The differences in most blood group antigens are associated with single-nucleotide polymorphisms (SNPs), which are used in detecting blood antigen expression at the molecular level. However, all existing sequence-specific primers polymerase chain reaction (PCR-SSP) assays for blood typing genotype one or several SNPs individually. DNA pooling is a way that reduces the amount of genotyping required.

Methods

A sensitive multiplex PCR-SSP assay testing pooled DNA was established to detect the rare Fyb and S alleles. It was applied to screen a total of 4490 donor samples via testing 898 DNA pools. The samples in the positive pools were further tested individually. Then the positive samples, including Fy(a−b+)/Fy(a+b+) and S+s−/S+s+ genotypes, were tested via two PCR-SSP assays for alleles Fya and s. The rare genotypes Fy(a−b+) and S+s− were verified using serologic tests and sequencing analysis.

Results

Two hundred and fifty-four donors were tested positive for the Fyb allele, whereas 101 donors were positive for the S allele.

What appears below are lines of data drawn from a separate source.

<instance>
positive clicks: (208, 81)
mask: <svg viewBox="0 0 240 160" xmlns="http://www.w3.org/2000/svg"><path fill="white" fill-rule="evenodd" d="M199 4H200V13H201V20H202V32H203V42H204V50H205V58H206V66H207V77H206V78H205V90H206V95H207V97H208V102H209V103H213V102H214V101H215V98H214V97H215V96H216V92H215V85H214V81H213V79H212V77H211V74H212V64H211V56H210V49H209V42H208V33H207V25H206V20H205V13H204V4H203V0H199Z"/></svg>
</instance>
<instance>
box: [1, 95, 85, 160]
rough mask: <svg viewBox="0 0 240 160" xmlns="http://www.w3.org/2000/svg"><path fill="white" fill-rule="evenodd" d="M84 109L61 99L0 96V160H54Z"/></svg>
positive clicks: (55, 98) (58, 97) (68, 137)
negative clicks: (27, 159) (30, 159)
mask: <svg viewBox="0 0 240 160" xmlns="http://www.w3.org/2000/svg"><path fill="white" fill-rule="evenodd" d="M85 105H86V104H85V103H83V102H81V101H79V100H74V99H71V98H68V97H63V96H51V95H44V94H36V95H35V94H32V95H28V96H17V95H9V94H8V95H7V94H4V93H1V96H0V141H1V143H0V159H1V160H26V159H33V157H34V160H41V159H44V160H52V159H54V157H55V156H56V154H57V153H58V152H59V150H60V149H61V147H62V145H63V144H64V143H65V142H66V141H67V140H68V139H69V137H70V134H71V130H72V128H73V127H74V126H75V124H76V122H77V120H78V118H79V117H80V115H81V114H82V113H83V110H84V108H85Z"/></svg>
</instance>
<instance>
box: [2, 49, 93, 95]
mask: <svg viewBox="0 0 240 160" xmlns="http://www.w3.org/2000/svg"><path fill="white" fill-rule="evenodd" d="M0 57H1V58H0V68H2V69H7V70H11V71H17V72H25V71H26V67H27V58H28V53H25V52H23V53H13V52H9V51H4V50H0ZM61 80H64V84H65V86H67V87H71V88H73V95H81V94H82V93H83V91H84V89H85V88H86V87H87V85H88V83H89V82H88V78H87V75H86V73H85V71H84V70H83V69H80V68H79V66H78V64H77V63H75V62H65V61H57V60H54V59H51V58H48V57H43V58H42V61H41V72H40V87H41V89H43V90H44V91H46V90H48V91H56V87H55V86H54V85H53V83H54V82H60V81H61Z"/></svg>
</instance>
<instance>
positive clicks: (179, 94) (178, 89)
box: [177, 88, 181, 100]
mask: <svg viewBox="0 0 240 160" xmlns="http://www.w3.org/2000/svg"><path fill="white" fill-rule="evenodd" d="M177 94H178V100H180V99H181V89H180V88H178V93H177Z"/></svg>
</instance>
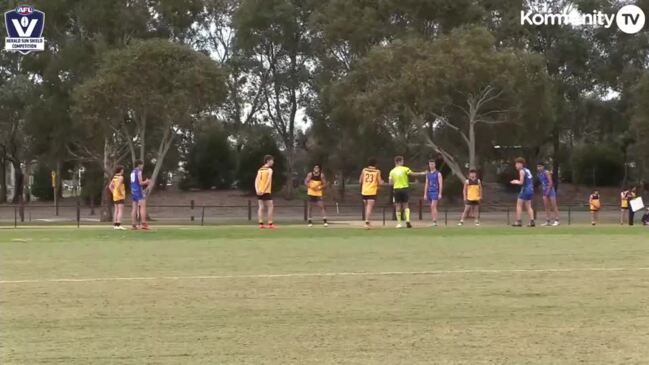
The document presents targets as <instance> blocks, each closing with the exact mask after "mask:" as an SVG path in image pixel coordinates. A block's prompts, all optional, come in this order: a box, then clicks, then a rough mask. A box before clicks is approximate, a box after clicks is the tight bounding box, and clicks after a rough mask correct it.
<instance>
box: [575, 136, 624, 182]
mask: <svg viewBox="0 0 649 365" xmlns="http://www.w3.org/2000/svg"><path fill="white" fill-rule="evenodd" d="M572 173H573V181H574V182H575V183H577V184H584V185H592V186H616V185H619V184H620V182H621V181H622V179H623V178H624V156H623V155H622V152H621V151H619V150H618V149H616V148H614V147H612V146H607V145H589V146H583V147H581V148H577V149H576V150H575V151H574V152H573V154H572Z"/></svg>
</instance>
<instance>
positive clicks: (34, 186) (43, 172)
mask: <svg viewBox="0 0 649 365" xmlns="http://www.w3.org/2000/svg"><path fill="white" fill-rule="evenodd" d="M51 174H52V172H51V170H50V169H49V168H48V167H47V166H45V165H41V164H39V165H38V167H36V171H34V182H33V184H32V186H31V193H32V195H34V196H35V197H37V198H38V200H40V201H52V200H54V190H53V189H52V175H51Z"/></svg>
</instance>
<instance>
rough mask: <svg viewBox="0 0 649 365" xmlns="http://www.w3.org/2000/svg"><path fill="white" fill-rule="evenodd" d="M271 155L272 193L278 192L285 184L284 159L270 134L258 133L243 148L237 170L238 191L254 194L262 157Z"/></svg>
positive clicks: (279, 149) (284, 169) (284, 162)
mask: <svg viewBox="0 0 649 365" xmlns="http://www.w3.org/2000/svg"><path fill="white" fill-rule="evenodd" d="M265 155H272V156H273V157H274V158H275V165H274V166H273V191H279V190H281V189H282V187H283V186H284V184H285V183H286V178H287V176H286V173H285V171H286V170H285V168H286V159H285V158H284V156H283V154H282V152H281V151H280V149H279V147H278V146H277V143H276V142H275V139H274V138H273V137H272V135H271V134H270V133H263V132H262V133H260V134H258V137H257V138H255V139H251V140H249V141H248V143H247V144H246V145H244V146H243V148H242V150H241V153H240V157H239V166H238V168H237V184H238V186H239V188H240V189H243V190H246V191H248V192H250V193H254V192H255V176H256V175H257V170H258V169H259V167H260V166H261V165H262V164H263V161H264V156H265Z"/></svg>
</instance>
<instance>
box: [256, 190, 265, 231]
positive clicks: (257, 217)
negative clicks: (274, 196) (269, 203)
mask: <svg viewBox="0 0 649 365" xmlns="http://www.w3.org/2000/svg"><path fill="white" fill-rule="evenodd" d="M257 221H258V222H259V228H266V226H264V201H263V200H262V199H261V197H258V199H257Z"/></svg>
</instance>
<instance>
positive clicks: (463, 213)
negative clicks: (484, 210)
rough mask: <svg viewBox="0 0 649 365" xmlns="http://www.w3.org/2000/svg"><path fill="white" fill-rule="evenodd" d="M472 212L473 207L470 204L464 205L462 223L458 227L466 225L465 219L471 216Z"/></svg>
mask: <svg viewBox="0 0 649 365" xmlns="http://www.w3.org/2000/svg"><path fill="white" fill-rule="evenodd" d="M470 211H471V206H470V205H469V204H464V210H463V211H462V215H460V223H458V224H457V225H458V226H461V225H463V224H464V219H465V218H466V217H467V216H468V215H469V212H470Z"/></svg>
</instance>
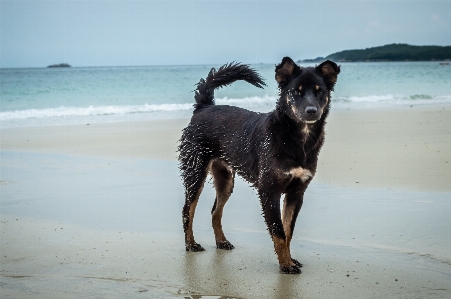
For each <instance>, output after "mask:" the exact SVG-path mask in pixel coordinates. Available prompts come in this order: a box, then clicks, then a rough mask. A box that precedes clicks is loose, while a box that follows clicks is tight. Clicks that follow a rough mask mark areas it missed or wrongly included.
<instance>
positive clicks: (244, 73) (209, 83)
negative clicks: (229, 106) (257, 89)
mask: <svg viewBox="0 0 451 299" xmlns="http://www.w3.org/2000/svg"><path fill="white" fill-rule="evenodd" d="M237 80H244V81H246V82H248V83H250V84H252V85H254V86H257V87H259V88H263V86H266V84H265V82H264V81H263V79H262V77H260V75H259V74H258V73H257V72H256V71H255V70H253V69H251V68H250V67H249V66H248V65H245V64H240V63H229V64H225V65H223V66H221V67H220V68H219V69H218V70H216V69H215V68H212V69H211V71H210V73H208V76H207V78H205V80H204V79H200V81H199V83H197V88H196V90H195V95H194V99H195V100H196V103H195V104H194V108H195V110H197V109H202V108H204V107H206V106H209V105H214V104H215V100H214V92H215V89H216V88H219V87H223V86H227V85H229V84H232V83H233V82H235V81H237Z"/></svg>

Among the 254 Fy(b+) donors, 5 were Fy(a−b+) and 249 were Fy(a+b+). Among the 101 S+ donors, 3 were S+s− and 98 were S+s+. The rare Fyb and S alleles comprised 2·28 and 1·16%, respectively. The PCR-SSP assays were confirmed by sequencing analysis and serological test.

Conclusion

A multiplex PCR assay was combined with DNA pooling to reduce the number of tests required, making large-scale screening feasible.